CVApr 22

LunarDepthNet: Generation of Digital Elevation Models using Deep Learning and Monocular Satellite Images

arXiv:2604.2284812.4
AI Analysis

Provides a method to generate DEMs from single images for lunar regions lacking stereo data, enabling better study and mission planning.

LunarDepthNet generates digital elevation models (DEMs) from single monocular satellite images of the Moon, achieving a mean nRMSE of 0.437 and MAE of 4.5m, addressing the lack of detailed elevation data for lunar surface studies and mission planning.

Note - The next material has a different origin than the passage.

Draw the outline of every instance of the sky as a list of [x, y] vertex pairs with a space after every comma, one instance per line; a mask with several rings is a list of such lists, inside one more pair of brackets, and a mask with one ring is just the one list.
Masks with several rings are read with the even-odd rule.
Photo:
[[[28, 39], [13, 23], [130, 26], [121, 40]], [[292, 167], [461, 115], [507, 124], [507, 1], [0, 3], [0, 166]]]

Recent times have seen an increase in demand of high quality Digital Elevation Models (DEMs) for the lunar surface, because they are highly important for studying the moon and planning future missions. However, there is an evident lack of detailed elevation data on the Moon. To overcome this limitation, this study proposes a novel deep learning method that estimates and generates a surface elevation map directly from monocular images of the surface. The dataset used comprises of the Chandrayaan-2 Terrain Mapping Camera (TMC) images with their corresponding Digital Terrain Models (DTMs). The study proposes LunarDepthNet, which comprises of a UNet architecture to generate DEMS. It incorporates an EfficientNet encoder and custom layers to correctly learn how the light shadows on the surface relate to the actual elevation values. A combined loss function was also utilized to keep the terrain details accurate and smooth. During validation, the model showed a stable loss convergence of 12%. It achieved a mean nRMSE of 0.437 and an MAE of 4.5m in the testing stage. These results prove the model can generate dependable elevation maps from single orbital images, which are quite useful in regions of the moon where stereo-images are not available.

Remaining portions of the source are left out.